Состоялась премьера, которая, на мой взгляд, принесла успех и Лиле Толмачевой, и мне. Зритель встречал пьесу весьма тепло. На премьере я, собственно, впервые и понял, что же такое аплодисменты. Актер в «На дне» говорит: «Это как водка. Нет, слаще водки!»…
То время было, конечно же, отчаянно веселое, когда море по колено. До такой степени все вокруг желали, чтобы мы родились как театр, что все, что бы мы ни делали, воспринималось на «ура». Нам прощали и отсутствие формы, как таковой, и недостаточное владение профессией, как таковой. Кто, собственно, мог владеть профессией? Женя, Лиля, Олег. Остальные — не бог уж весть, какие актеры. Но зрители так хотели видеть нас, так хотели, чтобы мы состоялись, что прощали нам многое и окружали нас любовью невероятной, невероятной… Об этом писали. Однажды ко мне пришла женщина — она готовила о «Современнике» диссертацию, и принесла мне громадную кучу разных вырезок, где я не мог найти ни одного бранного слова в свой адрес. Только однажды какие-то трезвые слова сказал Костя Щербаков, да спустя тридцать лет Вера Максимова написала что-то по поводу моей роли в спектакле «Амадей»… А между этим — сплошной фимиам. Так это ощущалось.
Вот таким образом и начался вполне осознанный профессиональный путь.
Подробности судьбы пьесы «Матросская тишина» описывать не надо, есть книга Галича, которая называется «Генеральная репетиция», где он достаточно художественно обо всем рассказывает. Обо мне Галич пишет, что странно ему сейчас встречать солидного, респектабельного Табакова, которого когда-то называли Леликом… Ну, что делать, как говорится — «Блажен, кто смолоду был молод, блажен, кто вовремя созрел…»
В «Матросской тишине» я играл две маленькие роли (две — потому что в театре не хватало «штанов»). Пианиста, студента консерватории Славку, у которого был репрессирован отец, и солдатика-ранбольного, юного антисемита Женьку.
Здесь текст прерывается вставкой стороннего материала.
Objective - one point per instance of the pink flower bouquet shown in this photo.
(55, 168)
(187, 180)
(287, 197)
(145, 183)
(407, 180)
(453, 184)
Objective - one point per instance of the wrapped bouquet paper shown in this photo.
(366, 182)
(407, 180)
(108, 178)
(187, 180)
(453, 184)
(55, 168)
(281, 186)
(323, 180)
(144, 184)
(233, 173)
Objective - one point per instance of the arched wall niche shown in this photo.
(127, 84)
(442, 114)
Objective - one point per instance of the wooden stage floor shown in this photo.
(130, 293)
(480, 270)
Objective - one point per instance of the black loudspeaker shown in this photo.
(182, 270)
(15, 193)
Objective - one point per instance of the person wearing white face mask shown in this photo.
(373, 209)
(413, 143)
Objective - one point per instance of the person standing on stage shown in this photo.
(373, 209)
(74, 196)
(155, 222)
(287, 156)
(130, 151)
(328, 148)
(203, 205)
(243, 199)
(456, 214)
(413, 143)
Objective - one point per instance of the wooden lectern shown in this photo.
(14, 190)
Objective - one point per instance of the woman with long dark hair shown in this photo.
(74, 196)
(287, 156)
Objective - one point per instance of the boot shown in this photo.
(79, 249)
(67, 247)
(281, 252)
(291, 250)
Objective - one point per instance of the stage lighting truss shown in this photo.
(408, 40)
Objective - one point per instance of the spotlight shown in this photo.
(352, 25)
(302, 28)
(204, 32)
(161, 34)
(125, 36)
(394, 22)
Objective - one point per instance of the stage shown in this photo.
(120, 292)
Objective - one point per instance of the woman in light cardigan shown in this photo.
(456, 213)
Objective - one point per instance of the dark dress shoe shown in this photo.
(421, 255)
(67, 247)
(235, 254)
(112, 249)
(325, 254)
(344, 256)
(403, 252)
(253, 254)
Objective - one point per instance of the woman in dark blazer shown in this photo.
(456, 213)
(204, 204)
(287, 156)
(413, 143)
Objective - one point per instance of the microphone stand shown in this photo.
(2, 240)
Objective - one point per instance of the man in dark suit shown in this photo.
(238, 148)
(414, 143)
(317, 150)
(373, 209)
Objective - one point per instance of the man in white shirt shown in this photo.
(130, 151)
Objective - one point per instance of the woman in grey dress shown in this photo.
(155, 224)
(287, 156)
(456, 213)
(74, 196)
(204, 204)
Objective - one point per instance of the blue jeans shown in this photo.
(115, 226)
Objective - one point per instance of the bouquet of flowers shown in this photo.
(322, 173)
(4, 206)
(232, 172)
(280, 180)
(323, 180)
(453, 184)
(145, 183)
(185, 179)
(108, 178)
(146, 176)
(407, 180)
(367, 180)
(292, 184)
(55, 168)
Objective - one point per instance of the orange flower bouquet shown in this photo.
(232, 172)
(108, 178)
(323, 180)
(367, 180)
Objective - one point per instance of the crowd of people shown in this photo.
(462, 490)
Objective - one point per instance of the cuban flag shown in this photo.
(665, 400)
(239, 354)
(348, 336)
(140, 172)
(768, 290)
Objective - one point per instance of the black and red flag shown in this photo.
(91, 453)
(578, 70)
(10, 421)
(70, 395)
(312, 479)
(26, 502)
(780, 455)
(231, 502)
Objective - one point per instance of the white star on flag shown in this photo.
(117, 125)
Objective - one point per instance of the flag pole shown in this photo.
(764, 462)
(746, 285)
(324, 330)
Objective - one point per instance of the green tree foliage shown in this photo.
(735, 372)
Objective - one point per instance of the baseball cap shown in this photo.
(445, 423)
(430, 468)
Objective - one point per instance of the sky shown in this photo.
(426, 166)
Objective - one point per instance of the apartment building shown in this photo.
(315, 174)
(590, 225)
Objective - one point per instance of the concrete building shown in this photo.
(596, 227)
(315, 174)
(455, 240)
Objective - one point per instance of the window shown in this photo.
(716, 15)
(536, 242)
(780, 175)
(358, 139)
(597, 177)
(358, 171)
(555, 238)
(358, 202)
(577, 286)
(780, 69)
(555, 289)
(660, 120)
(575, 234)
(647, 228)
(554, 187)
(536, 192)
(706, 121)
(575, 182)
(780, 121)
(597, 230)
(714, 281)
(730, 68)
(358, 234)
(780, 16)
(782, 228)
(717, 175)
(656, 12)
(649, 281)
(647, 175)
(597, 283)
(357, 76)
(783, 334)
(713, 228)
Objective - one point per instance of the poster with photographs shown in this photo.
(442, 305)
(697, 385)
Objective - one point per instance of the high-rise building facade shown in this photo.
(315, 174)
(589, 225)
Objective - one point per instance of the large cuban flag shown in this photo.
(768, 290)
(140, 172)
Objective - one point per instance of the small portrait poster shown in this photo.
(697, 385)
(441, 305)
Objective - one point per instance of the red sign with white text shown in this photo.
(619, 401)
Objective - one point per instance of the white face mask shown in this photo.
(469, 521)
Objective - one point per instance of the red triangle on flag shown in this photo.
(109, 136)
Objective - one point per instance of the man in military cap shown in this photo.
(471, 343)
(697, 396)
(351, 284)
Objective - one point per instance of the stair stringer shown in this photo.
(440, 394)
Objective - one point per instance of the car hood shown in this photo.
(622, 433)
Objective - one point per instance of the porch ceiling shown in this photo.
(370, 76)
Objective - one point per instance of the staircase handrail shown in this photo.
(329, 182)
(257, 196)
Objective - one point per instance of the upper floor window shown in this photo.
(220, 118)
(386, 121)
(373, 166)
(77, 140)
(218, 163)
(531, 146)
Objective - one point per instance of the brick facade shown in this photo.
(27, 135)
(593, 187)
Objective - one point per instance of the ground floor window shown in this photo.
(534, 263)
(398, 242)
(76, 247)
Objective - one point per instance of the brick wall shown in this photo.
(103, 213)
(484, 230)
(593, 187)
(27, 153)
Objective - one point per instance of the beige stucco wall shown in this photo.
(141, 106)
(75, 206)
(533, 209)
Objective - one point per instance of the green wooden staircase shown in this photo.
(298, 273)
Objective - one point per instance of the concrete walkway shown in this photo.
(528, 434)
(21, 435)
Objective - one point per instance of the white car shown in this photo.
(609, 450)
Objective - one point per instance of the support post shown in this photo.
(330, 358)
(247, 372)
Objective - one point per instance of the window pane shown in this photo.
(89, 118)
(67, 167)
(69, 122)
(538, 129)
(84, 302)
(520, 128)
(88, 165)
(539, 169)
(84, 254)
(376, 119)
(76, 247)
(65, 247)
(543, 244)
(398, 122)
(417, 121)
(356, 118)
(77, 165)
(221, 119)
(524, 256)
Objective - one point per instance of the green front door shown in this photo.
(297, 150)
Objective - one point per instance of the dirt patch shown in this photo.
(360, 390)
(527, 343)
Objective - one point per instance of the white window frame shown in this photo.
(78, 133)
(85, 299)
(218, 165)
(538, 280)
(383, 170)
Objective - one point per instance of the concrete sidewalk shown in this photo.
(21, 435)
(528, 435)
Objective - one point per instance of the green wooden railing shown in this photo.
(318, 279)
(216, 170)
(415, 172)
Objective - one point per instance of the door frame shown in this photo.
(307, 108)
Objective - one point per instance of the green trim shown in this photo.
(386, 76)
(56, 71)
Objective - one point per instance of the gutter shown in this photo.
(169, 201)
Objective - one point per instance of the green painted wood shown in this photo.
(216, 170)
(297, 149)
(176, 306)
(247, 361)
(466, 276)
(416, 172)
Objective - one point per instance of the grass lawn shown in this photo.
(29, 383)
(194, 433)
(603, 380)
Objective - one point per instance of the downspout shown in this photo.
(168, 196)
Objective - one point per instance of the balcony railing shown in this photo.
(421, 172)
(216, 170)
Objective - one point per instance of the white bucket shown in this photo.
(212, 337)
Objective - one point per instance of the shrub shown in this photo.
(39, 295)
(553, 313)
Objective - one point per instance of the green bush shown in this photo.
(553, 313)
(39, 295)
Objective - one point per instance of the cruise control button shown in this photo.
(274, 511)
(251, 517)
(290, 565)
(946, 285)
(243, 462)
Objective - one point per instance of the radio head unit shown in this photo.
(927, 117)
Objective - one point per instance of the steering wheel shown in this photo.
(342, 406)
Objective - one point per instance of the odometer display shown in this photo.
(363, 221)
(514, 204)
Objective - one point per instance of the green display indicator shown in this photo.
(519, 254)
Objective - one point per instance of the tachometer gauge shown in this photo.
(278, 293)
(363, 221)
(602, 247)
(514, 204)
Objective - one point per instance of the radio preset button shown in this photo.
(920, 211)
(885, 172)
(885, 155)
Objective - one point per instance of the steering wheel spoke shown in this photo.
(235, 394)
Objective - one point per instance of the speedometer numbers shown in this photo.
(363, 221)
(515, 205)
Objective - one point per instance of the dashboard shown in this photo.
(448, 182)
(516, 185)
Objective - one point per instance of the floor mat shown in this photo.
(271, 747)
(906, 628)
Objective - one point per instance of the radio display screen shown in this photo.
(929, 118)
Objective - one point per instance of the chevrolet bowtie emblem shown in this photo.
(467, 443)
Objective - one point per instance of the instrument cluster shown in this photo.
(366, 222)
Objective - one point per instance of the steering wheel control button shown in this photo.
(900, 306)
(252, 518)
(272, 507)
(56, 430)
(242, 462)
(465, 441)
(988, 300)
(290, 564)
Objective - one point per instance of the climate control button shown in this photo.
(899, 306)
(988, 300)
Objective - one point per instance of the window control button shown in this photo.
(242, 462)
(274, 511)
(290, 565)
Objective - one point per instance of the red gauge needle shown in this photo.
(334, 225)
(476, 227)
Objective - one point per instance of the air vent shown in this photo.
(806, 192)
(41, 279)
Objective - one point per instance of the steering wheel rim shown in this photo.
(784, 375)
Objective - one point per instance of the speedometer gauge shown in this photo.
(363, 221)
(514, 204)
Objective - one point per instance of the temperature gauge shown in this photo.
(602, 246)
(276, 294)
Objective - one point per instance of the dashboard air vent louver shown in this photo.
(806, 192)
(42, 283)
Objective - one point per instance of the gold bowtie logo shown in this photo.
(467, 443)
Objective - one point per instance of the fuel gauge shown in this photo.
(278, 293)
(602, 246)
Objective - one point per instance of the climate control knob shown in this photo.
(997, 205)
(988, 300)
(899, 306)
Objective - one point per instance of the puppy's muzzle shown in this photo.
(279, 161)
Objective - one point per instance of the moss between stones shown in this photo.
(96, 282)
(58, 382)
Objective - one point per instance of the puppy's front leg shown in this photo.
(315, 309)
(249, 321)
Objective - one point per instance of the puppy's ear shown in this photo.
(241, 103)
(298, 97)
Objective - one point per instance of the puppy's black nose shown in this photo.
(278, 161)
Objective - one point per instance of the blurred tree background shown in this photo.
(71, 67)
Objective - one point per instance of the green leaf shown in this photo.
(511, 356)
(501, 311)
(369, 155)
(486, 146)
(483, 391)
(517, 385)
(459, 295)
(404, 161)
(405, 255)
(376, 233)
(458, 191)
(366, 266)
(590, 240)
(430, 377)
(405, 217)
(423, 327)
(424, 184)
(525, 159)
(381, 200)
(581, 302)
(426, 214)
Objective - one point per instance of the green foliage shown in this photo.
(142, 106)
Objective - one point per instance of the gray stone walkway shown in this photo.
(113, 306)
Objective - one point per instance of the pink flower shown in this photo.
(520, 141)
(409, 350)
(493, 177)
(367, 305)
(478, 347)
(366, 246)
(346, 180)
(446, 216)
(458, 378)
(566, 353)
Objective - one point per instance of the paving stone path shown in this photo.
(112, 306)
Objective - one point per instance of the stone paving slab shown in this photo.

Я помню всеобщее ощущение беды, беспомощности, когда запретили этот спектакль. Состоялись две генеральные репетиции. Они не были общественными просмотрами, потому что публичное исполнение этой пьесы считалось невозможным. В зале были странные островки людей, близких театру, друзей. И две растерянные женщины — Соловьева из горкома партии и Соколова из отдела культуры ЦК. Спектакль-то рождался талантливый. Евстигнеев играл Абрама Шварца замечательно. А они плакали и не знали, что делать со своими слезами. Ну нельзя им было допустить такое количество евреев на один квадратный метр сцены. Формулировку, которой можно было остановить этот крейсер «Аврора», надвигавшийся на чиновников и готовый вот-вот дать залп, подсказал, как ни странно, один весьма знаменитый режиссер из Ленинграда. Мысль его была такова: пьеса так хороша, так совершенна, а ребята так молоды, так неопытны… Пройдет два-три года, они наберутся опыта, поднатореют и сыграют все то же самое наилучшим образом… Вот под этим «желе-компотом» и был закрыт спектакль. Были всякие разговоры, но все больше в пользу бедных.